Journalists suffer violence, intimidation and self-censorship in Europe, says a Council of Europe study
A survey published today by the Council of Europe, based on a sample of 940 journalists reporting from the 47 Council of Europe member states and Belarus, shows that journalists in Europe are often exposed to serious unwarranted interference in their work, including intimidation and violence. As a consequence, many also suffer from fear, which frequently leads to self-censorship.
Almost one third of the journalists who participated in the survey, carried out between April and July 2016, had experienced physical assault over a period of three years. The most common interference, reported by 69% of the journalists, was psychological violence, including intimidation, threats, slandering and humiliation.
The second most common interference was cyberbullying, reported by 53%, mostly in the form of accusations of being partisan, personal attacks, public defamation and smear campaigns. Reports of intimidation from interest groups were the third most frequent interference mentioned (50%), followed by being threatened with force (46%), intimidation by political groups (43%), targeted surveillance (39%) and intimidation by the police (35%).
The study “Journalists under pressure: Unwarranted interference, fear and self-censorship in Europe” aims to contribute evidence-based data to the debate on how to address threats to media freedom, which have shown a significant increase in Europe in recent years.

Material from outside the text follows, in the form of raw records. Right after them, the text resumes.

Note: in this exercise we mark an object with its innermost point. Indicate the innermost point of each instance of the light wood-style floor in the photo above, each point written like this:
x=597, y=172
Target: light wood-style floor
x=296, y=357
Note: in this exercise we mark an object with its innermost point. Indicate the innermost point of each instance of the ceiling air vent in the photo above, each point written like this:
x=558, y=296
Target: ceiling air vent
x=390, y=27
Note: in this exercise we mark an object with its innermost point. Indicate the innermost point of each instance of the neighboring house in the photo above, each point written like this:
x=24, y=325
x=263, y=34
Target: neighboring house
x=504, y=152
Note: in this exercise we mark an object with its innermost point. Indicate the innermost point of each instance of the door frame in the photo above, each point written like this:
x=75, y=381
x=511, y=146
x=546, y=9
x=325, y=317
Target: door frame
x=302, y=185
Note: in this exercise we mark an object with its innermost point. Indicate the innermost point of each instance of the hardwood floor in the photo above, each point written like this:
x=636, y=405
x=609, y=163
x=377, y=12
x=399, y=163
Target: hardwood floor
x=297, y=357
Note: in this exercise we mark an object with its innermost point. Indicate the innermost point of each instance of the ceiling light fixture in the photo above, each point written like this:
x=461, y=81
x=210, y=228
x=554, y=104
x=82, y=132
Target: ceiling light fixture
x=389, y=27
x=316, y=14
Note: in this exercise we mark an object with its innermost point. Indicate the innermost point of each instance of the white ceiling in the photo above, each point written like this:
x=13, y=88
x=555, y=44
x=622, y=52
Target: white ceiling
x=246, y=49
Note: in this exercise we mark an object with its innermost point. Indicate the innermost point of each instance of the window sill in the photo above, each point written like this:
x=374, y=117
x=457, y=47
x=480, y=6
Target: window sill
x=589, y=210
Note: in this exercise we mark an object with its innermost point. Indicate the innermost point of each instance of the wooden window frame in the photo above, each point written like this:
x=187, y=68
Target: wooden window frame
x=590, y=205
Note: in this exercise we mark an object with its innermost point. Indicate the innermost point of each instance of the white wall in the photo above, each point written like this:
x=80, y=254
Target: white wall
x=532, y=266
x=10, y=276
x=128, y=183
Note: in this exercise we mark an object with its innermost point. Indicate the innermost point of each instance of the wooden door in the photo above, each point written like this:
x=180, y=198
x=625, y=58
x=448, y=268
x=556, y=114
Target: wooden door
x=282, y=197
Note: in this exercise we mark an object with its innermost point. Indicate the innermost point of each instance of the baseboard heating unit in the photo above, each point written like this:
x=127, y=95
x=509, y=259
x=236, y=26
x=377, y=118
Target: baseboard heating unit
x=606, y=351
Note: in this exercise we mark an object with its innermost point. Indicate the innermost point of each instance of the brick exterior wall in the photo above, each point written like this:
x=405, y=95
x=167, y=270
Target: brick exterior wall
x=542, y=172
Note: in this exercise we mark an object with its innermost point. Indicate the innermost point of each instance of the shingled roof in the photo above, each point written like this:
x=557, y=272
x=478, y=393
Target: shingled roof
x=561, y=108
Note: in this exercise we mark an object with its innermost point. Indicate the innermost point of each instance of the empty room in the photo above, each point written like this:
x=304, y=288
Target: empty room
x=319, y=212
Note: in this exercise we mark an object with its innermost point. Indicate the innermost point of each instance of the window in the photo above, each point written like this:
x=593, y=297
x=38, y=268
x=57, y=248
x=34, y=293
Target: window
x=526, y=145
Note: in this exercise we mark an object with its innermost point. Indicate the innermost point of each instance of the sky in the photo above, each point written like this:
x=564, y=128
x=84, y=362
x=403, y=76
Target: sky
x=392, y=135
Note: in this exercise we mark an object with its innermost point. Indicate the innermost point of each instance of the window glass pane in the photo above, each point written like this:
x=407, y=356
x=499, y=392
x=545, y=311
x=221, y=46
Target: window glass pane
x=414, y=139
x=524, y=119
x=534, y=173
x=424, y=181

The survey was carried out via an anonymous online questionnaire in five languages among journalists mainly recruited from members of five major journalists´ and freedom of expression organizations.
Nearly three quarters of respondents said that they did not feel protected from targeted surveillance and half said that they thought their ability to protect their sources was compromised.
Physical assault was most frequently reported by journalists reporting from the South Caucasus region and Turkey, but was also mentioned in EU member states and non-Western European countries.
The survey found high levels of self-censorship among journalists. One in five of the respondents said that they felt pressured to present their reports in ways which are more amenable to their employers.